Nowadays, with rapid development in networking infrastructures and with an
increase in Internet usage, network security has become an important issue for discussion.
Some major challenges with regard to network security are DOS attack, Botnets etc., and
sometimes vulnerabilities in network design can also serve as intrusion points for intruders.

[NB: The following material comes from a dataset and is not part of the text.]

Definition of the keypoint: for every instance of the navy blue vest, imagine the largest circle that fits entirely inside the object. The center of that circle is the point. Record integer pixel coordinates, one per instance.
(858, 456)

Therefore, this paper focuses and ensures on optimum network security by setting some
thresholds on generic based feature selection mechanism in order to block and overcome
attacks like DOS, R2L and U2R etc. In order to verify our approach, a broadly known intrusion
dataset named NSL-KDD is used. For detecting the attacks in a network efficiently and also to
reduce the false alarm rate, we optimize the decision trees by using Ant Colony Optimization
(ACO) algorithm. In order to reduce the data set size we have used ACO algorithm for feature
selection. This would provide a more efficient and reduced version of a decision tree and it will
also help to identify the exact attack categories. Thus, this approach will prove to be quite an
efficient way to identify intrusions in a network for the detection of any abnormal activity on
the network. Thus, the proposed system will (1) immediately block an intruder if any of the
threshold values set are exceeded. (2) it will list the exact type of attack used by an intruder to
get access to the network (3) it also ensures optimum network security.